Research by a soon-to-graduate PhD student at the USC School of Pharmacy has provided data suggesting that a common anti-parasitic medicine can be used therapeutically to help people overcome alcohol use disorders.  

Megan Yardley, who will receive her PhD from the Department of Pharmacology and Pharmaceutical Sciences this summer, conducted the research as part of her advanced research training with the TL1 program offered by the Southern California Clinical and Translational Sciences Institute (SC CTSI). 

Yardley’s pre-clinical investigations indicate that the drug ivermectin (IVM) – used safely for decades to treat parasitic infections in both humans and animals – may also be used as an alcohol reduction therapy to help alcohol-dependent patients and individuals that abuse alcohol. The mechanism for this new indication is currently under investigation but her data from mouse models suggests that IVM is able to reduce alcohol intake in both social and binge drinking by affecting several different proteins in the brain that alcohol acts upon.
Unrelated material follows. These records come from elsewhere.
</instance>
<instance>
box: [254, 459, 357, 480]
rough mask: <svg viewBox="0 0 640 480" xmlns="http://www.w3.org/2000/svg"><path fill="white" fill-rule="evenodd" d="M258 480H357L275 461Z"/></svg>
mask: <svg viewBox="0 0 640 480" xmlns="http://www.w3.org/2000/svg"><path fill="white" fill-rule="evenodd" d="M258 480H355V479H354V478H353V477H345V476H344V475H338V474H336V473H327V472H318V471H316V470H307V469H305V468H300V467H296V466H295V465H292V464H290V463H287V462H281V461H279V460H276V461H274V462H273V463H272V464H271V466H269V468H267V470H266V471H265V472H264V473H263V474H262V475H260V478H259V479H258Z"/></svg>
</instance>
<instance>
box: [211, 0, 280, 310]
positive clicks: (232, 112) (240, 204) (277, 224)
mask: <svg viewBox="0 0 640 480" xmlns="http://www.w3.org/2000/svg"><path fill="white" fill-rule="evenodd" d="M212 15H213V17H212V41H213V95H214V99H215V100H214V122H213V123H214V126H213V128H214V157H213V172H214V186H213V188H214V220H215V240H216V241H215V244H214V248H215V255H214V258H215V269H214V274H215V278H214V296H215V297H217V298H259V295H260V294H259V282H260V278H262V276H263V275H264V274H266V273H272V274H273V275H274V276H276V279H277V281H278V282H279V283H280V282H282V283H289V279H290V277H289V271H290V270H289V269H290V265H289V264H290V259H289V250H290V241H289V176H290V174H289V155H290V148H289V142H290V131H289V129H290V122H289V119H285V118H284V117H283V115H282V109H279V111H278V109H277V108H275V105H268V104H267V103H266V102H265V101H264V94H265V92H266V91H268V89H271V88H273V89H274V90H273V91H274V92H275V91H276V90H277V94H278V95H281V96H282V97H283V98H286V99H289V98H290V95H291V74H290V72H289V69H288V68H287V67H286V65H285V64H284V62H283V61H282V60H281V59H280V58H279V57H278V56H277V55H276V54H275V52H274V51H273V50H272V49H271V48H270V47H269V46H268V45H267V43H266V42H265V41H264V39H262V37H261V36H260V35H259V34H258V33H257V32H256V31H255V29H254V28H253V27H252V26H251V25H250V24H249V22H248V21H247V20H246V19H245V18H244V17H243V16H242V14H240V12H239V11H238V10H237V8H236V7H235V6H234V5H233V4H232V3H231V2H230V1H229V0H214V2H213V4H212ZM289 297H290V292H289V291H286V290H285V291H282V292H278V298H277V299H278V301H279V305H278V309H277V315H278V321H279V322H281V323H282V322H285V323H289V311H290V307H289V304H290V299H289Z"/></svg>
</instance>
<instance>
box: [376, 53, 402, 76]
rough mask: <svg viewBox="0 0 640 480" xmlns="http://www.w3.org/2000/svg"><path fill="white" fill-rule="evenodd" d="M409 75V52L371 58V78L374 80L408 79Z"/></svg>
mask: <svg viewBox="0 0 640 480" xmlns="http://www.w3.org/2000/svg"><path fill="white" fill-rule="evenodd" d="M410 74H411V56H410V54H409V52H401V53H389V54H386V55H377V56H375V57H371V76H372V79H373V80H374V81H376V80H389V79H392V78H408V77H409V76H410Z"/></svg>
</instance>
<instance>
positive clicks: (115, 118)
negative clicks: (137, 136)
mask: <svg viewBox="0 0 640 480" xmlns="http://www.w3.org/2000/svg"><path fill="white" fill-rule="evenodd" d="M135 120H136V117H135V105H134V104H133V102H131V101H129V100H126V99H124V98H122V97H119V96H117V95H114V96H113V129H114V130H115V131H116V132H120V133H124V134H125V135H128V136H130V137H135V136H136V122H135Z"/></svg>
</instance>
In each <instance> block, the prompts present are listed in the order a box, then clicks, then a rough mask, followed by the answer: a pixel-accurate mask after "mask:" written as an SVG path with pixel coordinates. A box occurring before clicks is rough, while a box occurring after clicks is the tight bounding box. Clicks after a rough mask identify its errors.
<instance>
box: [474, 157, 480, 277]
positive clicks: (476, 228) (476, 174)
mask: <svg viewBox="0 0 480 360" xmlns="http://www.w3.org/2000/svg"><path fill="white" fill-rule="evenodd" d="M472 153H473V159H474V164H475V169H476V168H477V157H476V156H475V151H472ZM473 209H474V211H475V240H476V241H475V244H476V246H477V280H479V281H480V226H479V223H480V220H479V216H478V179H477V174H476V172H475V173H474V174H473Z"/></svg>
A reported 18 million people in the U.S. have alcohol use disorders, although the actual total is likely much larger because many problem drinkers don’t seek help or receive diagnoses. According to the World Health Organization, in 2012 about 3.3 million deaths, 5.9% of all global deaths, were attributable to alcohol consumption.

But medical solutions have not been easy to find. The three FDA-approved drugs for alcohol abuse are rarely effective. Therapy and programs such as Alcoholics Anonymous, without a pharmacological adjunct, are often unsuccessful, with about a 70 percent relapse rate in the first year.

"Despite the widespread serious social and medical harm attributed to alcohol, there is a lack of effective therapies for alcohol use disorders," said Yardley.

IVM does not appear to have addictive properties, and may prove to be a safe and effective new option to help people break their dependence on alcohol, possibly in combination with therapy or behavioral intervention. “But there are still many questions we need to answer to better understand how alcohol works in the brain to cause problem drinking and how IVM might affect these processes,” said Yardley.

Daryl Davies, PhD, associate professor in the USC School of Pharmacy, has been studying IVM for the past six years, and served as Yardley’s mentor. The SC CTSI supported two of his studies, as well as Yardley’s research as a TL1 scholar.

"None of this new clinical research would have happened had it not been for the TL1 program's support," Davies said. "We've seen that with some effort and creative financing we can pull together small amounts of money to fund early stages of research and then go after larger funding."

Yardley will continue to study IVM in a post-doctoral appointment at the University of California at Los Angeles (UCLA), where she will work with principal investigator Lara A. Ray, PhD, an addiction researcher at the UCLA Department of Psychology, who has recently started to collaborate with Davies on IVM research.

The ongoing research will be jointly supported through a dual-CTSI partnership between the SC CTSI and the UCLA Clinical and Translational Science Institute that reflects the collaboration between Davies and Ray. An SC CTSI grant to Davies covered preclinical toxicology studies at USC, while a UCLA CTSI grant will fund clinical costs for human research participants at UCLA.

"Neither CTSI organization could fund the full study as proposed, but joining together funds from each, we could make it happen," Davies said. "It's a good model – the point of translational science is that you break down boundaries and work in a team fashion."

Yardley has co-authored several publications on IVM and alcohol use disorders, with Davies and other researchers at USC. She collaborated on the recent study with Michael N. Neely, MD, associate professor in the Department of Pediatrics in the Keck School of Medicine.